Ingredients You’ll Need
- Oats – Rolled oats provide a creamy texture, while steel-cut oats offer a chewier bite. Instant oats work for a quicker option.
- Plant Milk – Almond, oat, soy, or coconut milk all work well.
- Banana – Used in both the porridge base for natural sweetness and as a caramelized topping.
- Cinnamon – Adds warmth and depth to the dish.
- Maple Syrup – Enhances the caramelization process and provides a natural sweetness.
- Almond Butter – Adds richness; can be swapped for peanut, cashew, or even tahini.
- Pecans – For a satisfying crunch. Walnuts, hazelnuts, or pumpkin seeds also work well.
- Chocolate Chunks – Dark chocolate adds a slightly bitter contrast, while cacao nibs provide a less sweet option.
How to Make Caramelized Banana Porridge
Step 1: Cook the Oats
In a saucepan, combine the oats, plant milk, cinnamon, and half of the banana (mashed). Cooking the oats with banana gives them a naturally sweet and creamy texture. Stir occasionally over medium-low heat for about 5-7 minutes, until the oats absorb the liquid and reach your preferred consistency.

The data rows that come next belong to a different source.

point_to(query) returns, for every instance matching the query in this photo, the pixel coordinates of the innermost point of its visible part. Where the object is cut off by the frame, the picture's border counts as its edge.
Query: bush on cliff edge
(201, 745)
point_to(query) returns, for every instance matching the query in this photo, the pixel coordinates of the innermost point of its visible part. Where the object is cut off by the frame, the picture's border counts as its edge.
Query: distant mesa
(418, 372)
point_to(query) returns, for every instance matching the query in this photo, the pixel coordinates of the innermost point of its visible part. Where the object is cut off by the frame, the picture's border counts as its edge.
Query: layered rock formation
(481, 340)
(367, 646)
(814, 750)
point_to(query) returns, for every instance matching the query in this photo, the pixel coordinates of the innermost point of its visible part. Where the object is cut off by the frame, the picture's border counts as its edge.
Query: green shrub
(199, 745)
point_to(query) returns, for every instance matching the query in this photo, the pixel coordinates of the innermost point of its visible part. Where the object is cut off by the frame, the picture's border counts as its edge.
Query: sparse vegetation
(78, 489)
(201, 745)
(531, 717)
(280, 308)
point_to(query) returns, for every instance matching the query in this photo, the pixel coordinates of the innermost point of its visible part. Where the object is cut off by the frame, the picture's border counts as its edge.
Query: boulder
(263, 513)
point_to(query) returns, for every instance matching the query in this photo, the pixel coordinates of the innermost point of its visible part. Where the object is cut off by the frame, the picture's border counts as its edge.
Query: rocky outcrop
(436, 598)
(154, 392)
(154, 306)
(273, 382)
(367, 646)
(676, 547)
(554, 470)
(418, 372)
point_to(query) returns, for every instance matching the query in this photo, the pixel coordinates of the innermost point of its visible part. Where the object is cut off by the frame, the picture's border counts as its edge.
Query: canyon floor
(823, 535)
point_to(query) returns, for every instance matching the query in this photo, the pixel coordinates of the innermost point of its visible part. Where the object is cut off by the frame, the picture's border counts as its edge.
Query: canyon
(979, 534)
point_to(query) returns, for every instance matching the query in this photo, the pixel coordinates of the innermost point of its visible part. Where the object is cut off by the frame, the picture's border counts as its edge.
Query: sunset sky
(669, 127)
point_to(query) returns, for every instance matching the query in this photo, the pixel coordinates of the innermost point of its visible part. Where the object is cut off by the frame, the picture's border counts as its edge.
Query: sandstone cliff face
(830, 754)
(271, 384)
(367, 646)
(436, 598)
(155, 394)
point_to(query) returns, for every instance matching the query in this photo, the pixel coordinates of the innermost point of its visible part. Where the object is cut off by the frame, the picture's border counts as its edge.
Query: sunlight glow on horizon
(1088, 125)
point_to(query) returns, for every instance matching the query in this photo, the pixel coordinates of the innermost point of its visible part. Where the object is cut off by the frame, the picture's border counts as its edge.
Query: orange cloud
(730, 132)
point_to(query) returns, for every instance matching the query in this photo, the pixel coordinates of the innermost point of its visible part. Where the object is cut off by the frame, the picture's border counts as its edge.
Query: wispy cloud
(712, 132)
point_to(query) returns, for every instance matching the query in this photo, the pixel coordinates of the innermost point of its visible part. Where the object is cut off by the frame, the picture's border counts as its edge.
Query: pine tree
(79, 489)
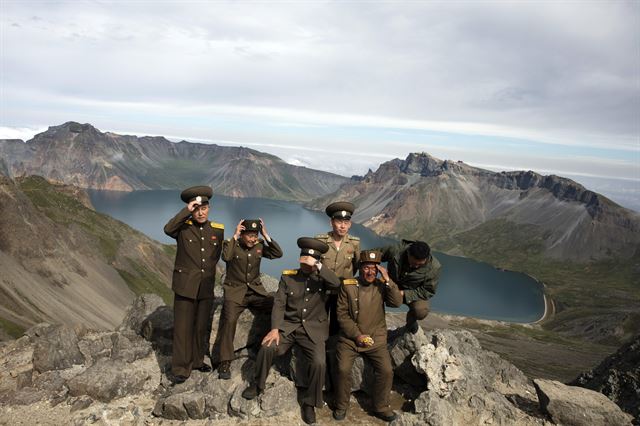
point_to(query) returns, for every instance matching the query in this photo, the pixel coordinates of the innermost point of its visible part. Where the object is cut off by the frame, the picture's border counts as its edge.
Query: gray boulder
(96, 345)
(618, 377)
(571, 405)
(56, 348)
(129, 347)
(464, 383)
(108, 379)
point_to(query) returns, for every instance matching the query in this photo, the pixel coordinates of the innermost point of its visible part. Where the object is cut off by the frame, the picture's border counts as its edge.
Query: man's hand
(239, 229)
(263, 231)
(308, 260)
(364, 341)
(193, 205)
(272, 337)
(383, 272)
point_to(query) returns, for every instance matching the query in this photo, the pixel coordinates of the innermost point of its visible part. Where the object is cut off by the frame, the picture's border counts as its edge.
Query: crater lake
(466, 287)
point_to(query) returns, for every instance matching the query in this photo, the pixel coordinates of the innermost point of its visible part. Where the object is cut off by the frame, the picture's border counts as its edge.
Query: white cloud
(563, 74)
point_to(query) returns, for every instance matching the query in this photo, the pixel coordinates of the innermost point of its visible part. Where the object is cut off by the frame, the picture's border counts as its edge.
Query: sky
(549, 86)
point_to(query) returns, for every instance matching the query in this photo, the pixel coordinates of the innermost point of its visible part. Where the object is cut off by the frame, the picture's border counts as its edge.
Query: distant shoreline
(549, 308)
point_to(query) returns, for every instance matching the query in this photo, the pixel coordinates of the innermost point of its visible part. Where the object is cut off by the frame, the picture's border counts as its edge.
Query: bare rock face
(56, 348)
(249, 331)
(109, 379)
(464, 383)
(577, 406)
(139, 310)
(121, 376)
(618, 377)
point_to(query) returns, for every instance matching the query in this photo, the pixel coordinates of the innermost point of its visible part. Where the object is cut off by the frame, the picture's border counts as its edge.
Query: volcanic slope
(62, 262)
(582, 245)
(81, 155)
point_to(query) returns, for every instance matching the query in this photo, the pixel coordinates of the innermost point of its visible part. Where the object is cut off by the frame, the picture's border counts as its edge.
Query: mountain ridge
(81, 155)
(452, 197)
(63, 262)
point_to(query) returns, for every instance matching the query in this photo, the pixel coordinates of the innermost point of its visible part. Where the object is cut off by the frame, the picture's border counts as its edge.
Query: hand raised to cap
(263, 230)
(308, 260)
(383, 272)
(239, 228)
(364, 341)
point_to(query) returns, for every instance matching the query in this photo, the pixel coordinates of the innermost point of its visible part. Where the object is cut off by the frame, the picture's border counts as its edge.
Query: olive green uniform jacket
(243, 267)
(418, 284)
(343, 262)
(361, 310)
(300, 301)
(199, 248)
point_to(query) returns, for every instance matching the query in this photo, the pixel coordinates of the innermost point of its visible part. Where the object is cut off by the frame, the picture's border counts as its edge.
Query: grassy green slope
(115, 239)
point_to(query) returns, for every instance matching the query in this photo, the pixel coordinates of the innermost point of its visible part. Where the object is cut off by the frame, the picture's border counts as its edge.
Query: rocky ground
(60, 375)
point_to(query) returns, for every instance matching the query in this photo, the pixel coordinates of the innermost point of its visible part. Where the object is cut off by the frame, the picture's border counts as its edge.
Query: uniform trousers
(190, 325)
(314, 366)
(383, 374)
(231, 311)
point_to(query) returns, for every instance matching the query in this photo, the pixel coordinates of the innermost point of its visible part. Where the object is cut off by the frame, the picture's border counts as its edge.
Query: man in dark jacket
(242, 286)
(299, 317)
(416, 271)
(199, 244)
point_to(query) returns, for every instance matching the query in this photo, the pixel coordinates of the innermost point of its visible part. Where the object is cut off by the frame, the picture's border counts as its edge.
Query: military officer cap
(370, 256)
(340, 210)
(201, 194)
(312, 247)
(251, 225)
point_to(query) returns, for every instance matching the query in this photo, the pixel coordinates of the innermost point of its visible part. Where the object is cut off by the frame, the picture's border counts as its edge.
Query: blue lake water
(466, 287)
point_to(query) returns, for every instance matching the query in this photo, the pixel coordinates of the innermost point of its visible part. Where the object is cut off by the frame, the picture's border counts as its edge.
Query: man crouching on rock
(299, 317)
(199, 246)
(242, 285)
(363, 330)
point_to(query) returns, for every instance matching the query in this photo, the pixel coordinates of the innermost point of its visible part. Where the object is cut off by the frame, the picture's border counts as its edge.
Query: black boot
(251, 392)
(204, 369)
(224, 370)
(308, 414)
(387, 416)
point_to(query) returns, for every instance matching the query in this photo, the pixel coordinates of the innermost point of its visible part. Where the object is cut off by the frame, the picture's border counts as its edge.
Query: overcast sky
(342, 86)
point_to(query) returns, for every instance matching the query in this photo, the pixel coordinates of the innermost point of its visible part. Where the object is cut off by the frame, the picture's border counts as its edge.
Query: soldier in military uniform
(363, 330)
(199, 244)
(342, 256)
(416, 271)
(242, 286)
(299, 317)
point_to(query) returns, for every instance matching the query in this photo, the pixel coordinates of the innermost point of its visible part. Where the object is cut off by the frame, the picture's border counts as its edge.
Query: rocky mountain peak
(421, 163)
(120, 376)
(68, 131)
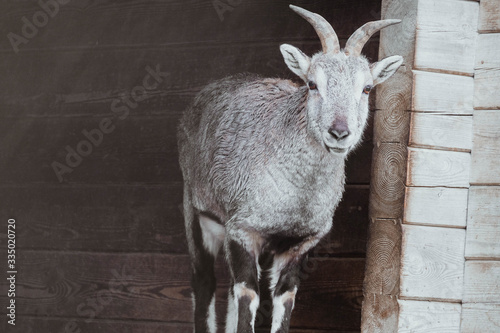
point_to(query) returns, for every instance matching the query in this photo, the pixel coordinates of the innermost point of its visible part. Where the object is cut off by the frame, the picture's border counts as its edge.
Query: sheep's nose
(339, 130)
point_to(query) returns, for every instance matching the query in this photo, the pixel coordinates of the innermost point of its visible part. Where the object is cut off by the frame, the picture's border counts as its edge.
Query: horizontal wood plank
(428, 317)
(486, 148)
(441, 132)
(482, 281)
(124, 218)
(428, 167)
(432, 264)
(489, 16)
(155, 287)
(488, 47)
(442, 93)
(483, 224)
(487, 72)
(31, 324)
(480, 317)
(486, 84)
(436, 206)
(446, 35)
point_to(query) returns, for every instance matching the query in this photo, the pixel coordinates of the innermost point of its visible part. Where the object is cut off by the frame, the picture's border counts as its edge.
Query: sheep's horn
(358, 39)
(328, 37)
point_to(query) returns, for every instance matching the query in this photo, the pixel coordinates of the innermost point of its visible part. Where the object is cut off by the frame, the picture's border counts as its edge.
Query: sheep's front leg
(245, 290)
(285, 283)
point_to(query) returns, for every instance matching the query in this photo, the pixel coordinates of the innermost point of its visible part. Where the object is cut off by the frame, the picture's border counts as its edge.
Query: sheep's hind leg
(203, 247)
(245, 289)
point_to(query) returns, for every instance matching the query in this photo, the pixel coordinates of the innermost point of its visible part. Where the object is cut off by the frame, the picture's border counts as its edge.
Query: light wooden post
(435, 207)
(481, 296)
(392, 119)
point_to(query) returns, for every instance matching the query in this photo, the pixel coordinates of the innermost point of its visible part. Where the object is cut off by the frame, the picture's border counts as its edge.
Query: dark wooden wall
(104, 250)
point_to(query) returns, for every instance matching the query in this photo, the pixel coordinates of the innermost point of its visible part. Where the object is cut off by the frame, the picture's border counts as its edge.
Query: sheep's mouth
(336, 150)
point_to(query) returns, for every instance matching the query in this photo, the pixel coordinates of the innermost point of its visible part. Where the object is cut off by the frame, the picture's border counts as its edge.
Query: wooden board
(428, 167)
(488, 47)
(442, 93)
(437, 206)
(489, 16)
(486, 84)
(382, 265)
(486, 148)
(487, 72)
(480, 317)
(441, 132)
(482, 281)
(483, 224)
(428, 317)
(380, 313)
(391, 128)
(387, 181)
(155, 287)
(446, 36)
(432, 263)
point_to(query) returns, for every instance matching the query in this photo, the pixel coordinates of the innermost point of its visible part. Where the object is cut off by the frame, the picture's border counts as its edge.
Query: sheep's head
(339, 82)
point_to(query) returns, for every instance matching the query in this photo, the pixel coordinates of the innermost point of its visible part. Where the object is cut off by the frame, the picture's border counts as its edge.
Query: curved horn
(328, 37)
(358, 39)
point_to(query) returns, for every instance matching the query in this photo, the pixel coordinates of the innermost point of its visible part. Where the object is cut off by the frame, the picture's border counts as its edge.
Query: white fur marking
(241, 290)
(279, 308)
(212, 234)
(211, 320)
(359, 84)
(232, 315)
(322, 81)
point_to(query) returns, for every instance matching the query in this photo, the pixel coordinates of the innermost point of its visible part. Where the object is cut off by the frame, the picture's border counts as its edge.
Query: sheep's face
(339, 86)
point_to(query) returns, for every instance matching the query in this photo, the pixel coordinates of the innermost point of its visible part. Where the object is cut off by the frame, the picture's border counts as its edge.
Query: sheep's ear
(384, 69)
(296, 60)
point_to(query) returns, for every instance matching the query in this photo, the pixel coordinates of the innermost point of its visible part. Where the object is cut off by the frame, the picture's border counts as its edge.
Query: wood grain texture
(486, 148)
(487, 72)
(382, 263)
(442, 93)
(441, 132)
(380, 313)
(482, 281)
(394, 95)
(432, 263)
(32, 324)
(440, 206)
(155, 287)
(483, 224)
(387, 181)
(390, 137)
(489, 16)
(381, 283)
(446, 36)
(428, 167)
(428, 317)
(480, 317)
(487, 49)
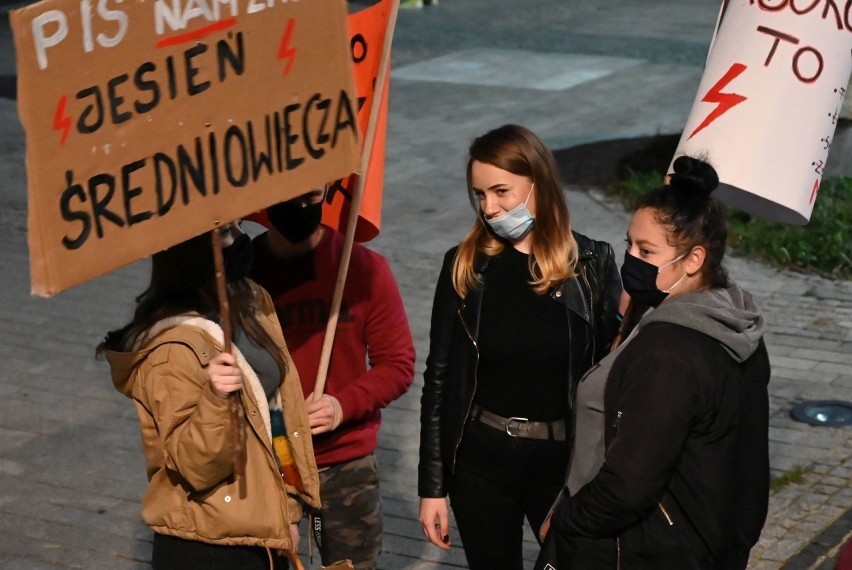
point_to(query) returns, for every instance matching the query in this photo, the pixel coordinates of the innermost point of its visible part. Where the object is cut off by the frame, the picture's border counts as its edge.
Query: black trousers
(173, 553)
(499, 480)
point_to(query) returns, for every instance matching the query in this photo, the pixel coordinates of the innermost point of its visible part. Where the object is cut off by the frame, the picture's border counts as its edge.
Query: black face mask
(294, 220)
(238, 258)
(640, 281)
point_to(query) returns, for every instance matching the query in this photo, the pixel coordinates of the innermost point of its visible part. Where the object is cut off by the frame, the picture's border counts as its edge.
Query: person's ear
(694, 260)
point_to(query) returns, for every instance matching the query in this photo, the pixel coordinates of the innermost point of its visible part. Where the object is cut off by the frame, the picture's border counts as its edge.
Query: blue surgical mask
(514, 224)
(640, 280)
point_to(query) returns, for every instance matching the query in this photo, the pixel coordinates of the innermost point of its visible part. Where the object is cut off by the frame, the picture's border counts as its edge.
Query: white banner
(769, 101)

Step 2: Caramelize the Banana
While the oats cook, prepare the topping. Slice the remaining half of the banana into rounds. Heat a small pan over medium heat and add coconut oil or vegan butter. Once melted, place the banana slices in the pan and drizzle with maple syrup. Cook for about 2 minutes per side, until golden and caramelized. Keep the heat low to prevent burning.
Step 3: Assemble Your Bowl
Once the porridge is ready, transfer it to a bowl. Top with the caramelized banana slices, then sprinkle on your desired toppings. A drizzle of almond butter, a handful of crunchy pecans, and a sprinkle of chocolate chunks make for an irresistible combination.
Customization and Variations
One of the best parts about this recipe is how adaptable it is. Here are some easy swaps:
- Nut Butter Swap: Try peanut butter, cashew butter, or tahini.
- Crunchy Add-Ins: Use walnuts, hazelnuts, or pumpkin seeds instead of pecans.
- Chocolate Choices: Opt for dark chocolate chunks, vegan chocolate chips, or cacao nibs.
- Extra Protein: Stir in a scoop of your favorite plant-based protein powder.
- Fruit Variations: Try caramelizing apples, pears, or even peaches for a twist on this comforting dish.
Ingredients:
- 1 ripe banana, sliced
- 1 tbsp butter
- 1 tbsp brown sugar (or honey)
- 1 cup milk (or dairy-free alternative)
- 1/2 cup rolled oats
- 1/2 tsp cinnamon (optional)
- Pinch of salt
Instructions:
- Caramelize the Banana: In a skillet, melt butter over medium heat. Add the banana slices and sprinkle with brown sugar. Cook for 2-3 minutes, turning the banana slices until golden and caramelized. Set aside.
- Make the Porridge: In a saucepan, combine oats, milk, cinnamon (if using), and a pinch of salt. Bring to a simmer over medium heat, stirring occasionally, until the oats are soft and the porridge thickens (about 5-7 minutes).
- Assemble the Porridge: Pour the cooked porridge into a bowl. Top with the caramelized banana slices.
- Serve and Enjoy: Drizzle with extra honey or sprinkle more cinnamon if desired. Serve warm and enjoy your delicious caramelized banana porridge!
Enjoy your warm and comforting Caramelized Banana Porridge!